Faculty are organizing a grassroots nationwide Scholar Strike September 8 and 9. The organizers of the event are calling for faculty across the country to withhold their labor in order to bring attention to violence against communities of color. The California Faculty Association supports the days of action, teach-ins, and social justice advocacy as we head into the Labor Day weekend, a time to celebrate and recognize the considerable contributions of unions and the Labor movement to America.
Scholar Strike organizers recognize that some faculty are under contract, like CSU faculty, and work under “no strike” clauses. The organizers invite participants like CSU faculty to work “to the clock” or “work to contract” meaning teach classes, but refrain from other work in order to bring focus to the times we’re living in. Next week, many of our members will take the topic to the classroom, as violence against communities of color is impacting them, their families, their colleagues, and their students in ways that make work and study impossible to perform as usual. Resources to hold such teach-ins can be found here. Students may also choose to participate in the day of action, and CFA encourages faculty to support their efforts and be in solidarity with our student scholars, too.
“CFA stands in strong solidarity with the Scholar Strike. Although we cannot strike, we can take meaningful and intentional actions to help draw attention and resolution to anti-Black racism in the CSU and in this country,” CFA President Charles Toombs said. “CFA’s Anti-Black Racism Demands make it clear that Black faculty must be supported on our campuses.

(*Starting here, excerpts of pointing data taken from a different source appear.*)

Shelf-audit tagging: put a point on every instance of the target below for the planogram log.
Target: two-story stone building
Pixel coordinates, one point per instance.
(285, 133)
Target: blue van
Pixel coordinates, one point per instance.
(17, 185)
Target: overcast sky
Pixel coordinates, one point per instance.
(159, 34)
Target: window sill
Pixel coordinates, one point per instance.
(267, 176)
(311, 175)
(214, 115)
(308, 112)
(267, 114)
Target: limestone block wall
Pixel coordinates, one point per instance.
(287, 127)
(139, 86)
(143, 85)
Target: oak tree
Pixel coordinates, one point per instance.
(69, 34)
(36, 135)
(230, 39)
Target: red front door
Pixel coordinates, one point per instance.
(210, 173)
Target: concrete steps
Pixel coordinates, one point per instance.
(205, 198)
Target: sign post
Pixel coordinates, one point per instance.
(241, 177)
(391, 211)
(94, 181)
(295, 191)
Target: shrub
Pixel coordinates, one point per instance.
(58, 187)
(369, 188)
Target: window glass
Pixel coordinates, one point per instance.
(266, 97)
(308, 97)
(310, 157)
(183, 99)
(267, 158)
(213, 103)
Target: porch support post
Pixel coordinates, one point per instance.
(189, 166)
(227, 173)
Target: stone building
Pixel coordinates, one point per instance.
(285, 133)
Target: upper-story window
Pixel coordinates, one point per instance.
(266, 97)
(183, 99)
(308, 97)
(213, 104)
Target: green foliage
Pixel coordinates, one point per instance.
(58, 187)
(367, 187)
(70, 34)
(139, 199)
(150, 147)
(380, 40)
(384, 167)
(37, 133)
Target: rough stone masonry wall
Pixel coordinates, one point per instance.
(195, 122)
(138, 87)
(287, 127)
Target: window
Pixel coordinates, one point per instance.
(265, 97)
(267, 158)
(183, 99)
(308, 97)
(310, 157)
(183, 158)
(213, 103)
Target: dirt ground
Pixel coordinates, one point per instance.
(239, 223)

They must be at the table making decisions; they must be hired, tenured, and promoted; and their research, scholarly and creative production, and service must be respected and valued.”
“In addition to the Black masses and their tremendous and never-ceasing efforts over centuries to achieve Black liberation, justice, and equity, Black intellectuals and academics have always been at their side, providing support and encouragement from the academy and from other professions,” Toombs added.
Last week, we saw professional athletes risk their jobs by calling for strikes, and many sporting events were cancelled. Los Angeles Clippers’ coach Doc Rivers explained the all too familiar tension, fear, and terror that Black athletes are experiencing. “All you hear is Donald Trump and all of them talking about fear,” Rivers said of last week’s Republican National Convention. “We’re the ones getting killed. We’re the ones getting shot. We’re the ones that were denied to live in certain communities. We’ve been hung. We’ve been shot. And all you do is keep hearing about fear.” Under this backdrop, athletes, Black and non-Black, committed to work stoppages and engaged in activities to support anti-racism and social justice including voter registration drives and expanding polling locations to take place in their arenas this election season.
[image:34405]CFA has been on the forefront of calling for change. CFA’s officers issued a series of demands to address anti-Black racism. We encourage faculty to incorporate these demands for racial justice on September 8 and 9. For folks who teach on Zoom on those days, consider using CFA backgrounds here. Members can also show solidarity on social media: take a selfie dressed in graduation regalia or CFA swag with raised fist showing support for the day of action (such as CFA Vice President Sharon Elise’s pose in photo). Use the hashtag #ScholarStrike and tag CFA with @CFA_News.
Many members have expressed the great mental and emotional strain that recent events have caused. CFA reminds members that our CFA Collective Bargaining Agreement provides for a personal day each year. See Faculty Rights Tip of the Week item below for more details.
The CSU administration has done little beyond hollow expressions to confront systemic racism. Many of CSU’s leaders, including the Chancellor, fought CFA on passing legislation implementing an Ethnic Studies graduation requirement for the CSU. We would like to see the energy and passion they displayed fighting us redirected to enacting truly just policy and curriculum changes that higher education can and should provide to Californians.